New England drivers who speed through toll plazas in neighboring states without paying are in for a rude surprise. you're being tracked!
Maine, Massachusetts and New Hampshire have agreed to crack down on their own residents who frequently blow off tolls in the other states. The three-year-old arrangement has yielded only modest amounts of money, but it is being hailed as a model for interstate cooperation as electronic tolling spreads across the country.
As is always the case its about money, if states & private companies can cash in while spying on motorists TO HELL WITH THE CONSTITUTION!
“It’s really an issue of fairness,” said Chris Waszczuk, administrator of the New Hampshire Department of Transportation’s bureau of turnpikes. “If we don’t have the capability to collect from the out-of-staters, it is going to be a huge problem,” he added.
Forty-two percent of the revenue collected on New Hampshire’s toll roads comes from out-of-state drivers, Waszczuk said. So far, New Hampshire has recovered more than $180,000 from the owners of 190 vehicles over the course of the program, which began in August 2011.

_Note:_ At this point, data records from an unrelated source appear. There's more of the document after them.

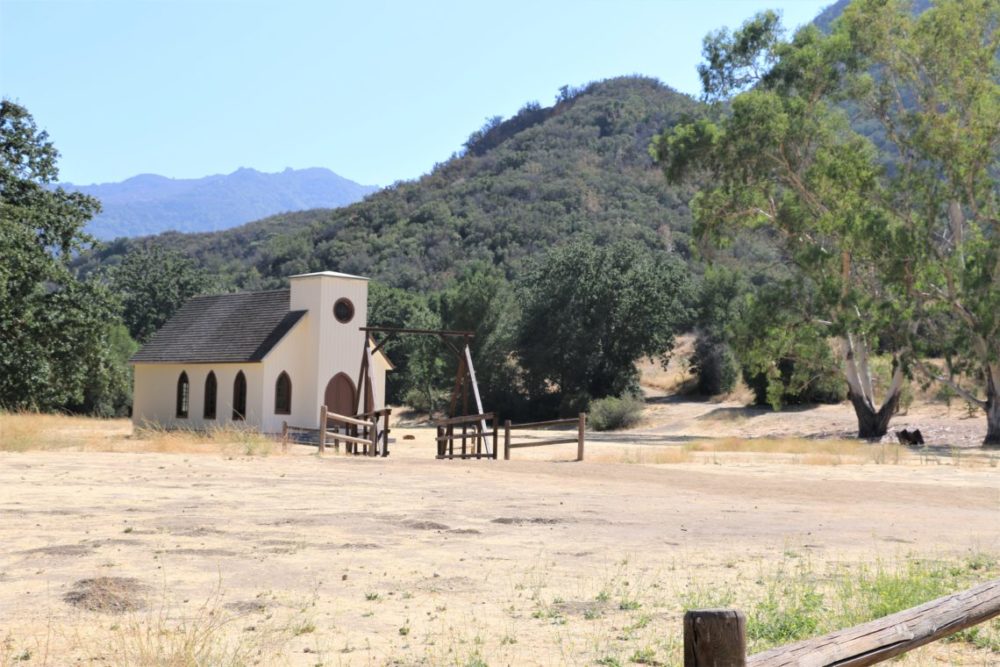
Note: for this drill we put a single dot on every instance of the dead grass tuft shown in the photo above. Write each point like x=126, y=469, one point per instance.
x=811, y=452
x=644, y=456
x=24, y=431
x=30, y=431
x=224, y=440
x=108, y=595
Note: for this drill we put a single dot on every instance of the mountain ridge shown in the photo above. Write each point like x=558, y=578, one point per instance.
x=522, y=185
x=147, y=204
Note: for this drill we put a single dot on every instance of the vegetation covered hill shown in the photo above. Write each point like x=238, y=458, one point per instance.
x=579, y=167
x=150, y=204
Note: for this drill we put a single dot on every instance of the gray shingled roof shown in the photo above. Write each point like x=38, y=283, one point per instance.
x=222, y=328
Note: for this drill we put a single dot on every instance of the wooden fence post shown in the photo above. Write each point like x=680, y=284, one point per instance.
x=496, y=425
x=322, y=429
x=715, y=638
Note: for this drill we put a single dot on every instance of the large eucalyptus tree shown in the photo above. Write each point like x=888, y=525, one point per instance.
x=900, y=241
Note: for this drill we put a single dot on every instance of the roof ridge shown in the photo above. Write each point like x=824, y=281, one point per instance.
x=275, y=291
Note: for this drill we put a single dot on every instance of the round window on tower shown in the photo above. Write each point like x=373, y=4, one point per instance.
x=343, y=310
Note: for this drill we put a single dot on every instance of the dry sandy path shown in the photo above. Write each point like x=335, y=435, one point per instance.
x=454, y=550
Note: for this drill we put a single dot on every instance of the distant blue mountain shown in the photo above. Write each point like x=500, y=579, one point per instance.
x=150, y=204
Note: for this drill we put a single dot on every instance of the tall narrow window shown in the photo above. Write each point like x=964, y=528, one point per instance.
x=211, y=393
x=283, y=395
x=183, y=396
x=240, y=397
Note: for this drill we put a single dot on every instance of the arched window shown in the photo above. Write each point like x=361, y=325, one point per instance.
x=183, y=396
x=211, y=394
x=240, y=397
x=283, y=395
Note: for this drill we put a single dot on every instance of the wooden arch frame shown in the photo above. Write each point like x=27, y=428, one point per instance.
x=239, y=397
x=209, y=408
x=285, y=409
x=182, y=406
x=465, y=376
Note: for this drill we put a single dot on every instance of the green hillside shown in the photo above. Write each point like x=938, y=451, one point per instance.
x=579, y=167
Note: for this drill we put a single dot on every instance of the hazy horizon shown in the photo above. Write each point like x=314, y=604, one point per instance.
x=376, y=93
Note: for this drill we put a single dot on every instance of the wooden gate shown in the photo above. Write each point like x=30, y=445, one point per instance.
x=474, y=441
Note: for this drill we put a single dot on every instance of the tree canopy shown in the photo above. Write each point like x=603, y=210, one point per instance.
x=60, y=339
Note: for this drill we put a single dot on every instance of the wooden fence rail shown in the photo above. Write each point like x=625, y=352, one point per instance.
x=480, y=446
x=359, y=433
x=717, y=637
x=581, y=426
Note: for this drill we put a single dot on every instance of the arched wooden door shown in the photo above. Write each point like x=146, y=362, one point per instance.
x=340, y=396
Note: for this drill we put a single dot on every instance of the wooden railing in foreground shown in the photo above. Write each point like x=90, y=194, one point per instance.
x=480, y=446
x=359, y=433
x=581, y=425
x=717, y=637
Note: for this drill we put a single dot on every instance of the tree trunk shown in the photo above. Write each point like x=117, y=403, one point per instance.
x=992, y=440
x=872, y=424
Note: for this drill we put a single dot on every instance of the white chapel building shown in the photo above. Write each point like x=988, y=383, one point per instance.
x=260, y=358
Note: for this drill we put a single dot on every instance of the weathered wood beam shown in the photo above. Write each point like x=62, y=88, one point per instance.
x=887, y=637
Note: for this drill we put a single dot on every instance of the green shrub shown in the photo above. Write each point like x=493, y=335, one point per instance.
x=429, y=401
x=611, y=413
x=714, y=363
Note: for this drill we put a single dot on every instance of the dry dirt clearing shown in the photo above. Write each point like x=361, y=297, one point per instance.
x=124, y=558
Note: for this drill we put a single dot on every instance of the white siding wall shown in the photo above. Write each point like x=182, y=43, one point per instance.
x=337, y=346
x=317, y=348
x=155, y=397
x=293, y=355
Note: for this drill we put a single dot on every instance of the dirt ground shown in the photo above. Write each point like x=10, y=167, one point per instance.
x=407, y=560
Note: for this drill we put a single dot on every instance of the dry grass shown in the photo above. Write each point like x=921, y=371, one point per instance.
x=28, y=431
x=643, y=456
x=166, y=634
x=24, y=431
x=813, y=452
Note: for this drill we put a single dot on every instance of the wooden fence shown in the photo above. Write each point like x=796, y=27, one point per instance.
x=475, y=443
x=581, y=425
x=717, y=637
x=360, y=434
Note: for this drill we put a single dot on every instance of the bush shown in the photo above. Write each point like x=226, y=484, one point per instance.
x=611, y=413
x=428, y=401
x=715, y=366
x=794, y=384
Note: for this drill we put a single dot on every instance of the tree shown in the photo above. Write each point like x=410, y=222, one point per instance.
x=153, y=283
x=591, y=312
x=418, y=360
x=931, y=81
x=781, y=155
x=56, y=331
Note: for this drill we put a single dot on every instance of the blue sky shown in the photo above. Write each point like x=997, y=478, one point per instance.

Part of the reason why the collection numbers are so small is because about 70 percent of vehicle owners will pay their missed tolls after getting one or two invoices. Once the state prevents motorists from renewing their registration, Waszczuk said, it collects 95 percent of what it is owed.
“It’s not in the millions,” Waszczuk said, but it “is important to remember that it creates the expectation among the travelers that they will pay.”
Tolling agencies are working to determine what information would have to be on a universal transponder that could work across the country, Gray said. If one is developed, he added, it would still take a while for agencies to deliver them to customers.
In other words a national tracking transponder, which will spy on your every movement!
The three cooperating New England states, though, all use the same E-ZPass system, so their transponders are compatible with each other. The enforcement agreement addresses a “higher level” of interoperability concerns than most agencies are wrestling with, Gray said.
E-ZPass spies on you everywhere you go, click here to read more.
The departments of motor vehicles, for example, provide motorists’ information to toll agencies in other states. They also enforce the sanctions on behalf of the outside agencies.
That can be trickier than just sharing information, said Waszczuk. New Hampshire, for example, puts strict limits on its driver data to ensure it is not sold to third parties or turned over to collection agencies. The states had to develop processes to make sure those rules were followed, even after the New Hampshire records were shared with agencies from the other states.
The states also had to determine how vigorously to go after out-of-state toll violators.
Tolling agencies typically wait until a driver avoids multiple tolls before going after him or her. They want to make sure it is worth the effort, and they are wary of being overly punitive, because they don’t want to discourage drivers from using their facilities.
Under the New England agreements, the states agreed to use thresholds similar to the ones where the motorists live. For example, Maine will pursue New Hampshire residents who have missed 20 or more tolls. But it will go after Massachusetts motorists who have racked up $10 or more of tolls.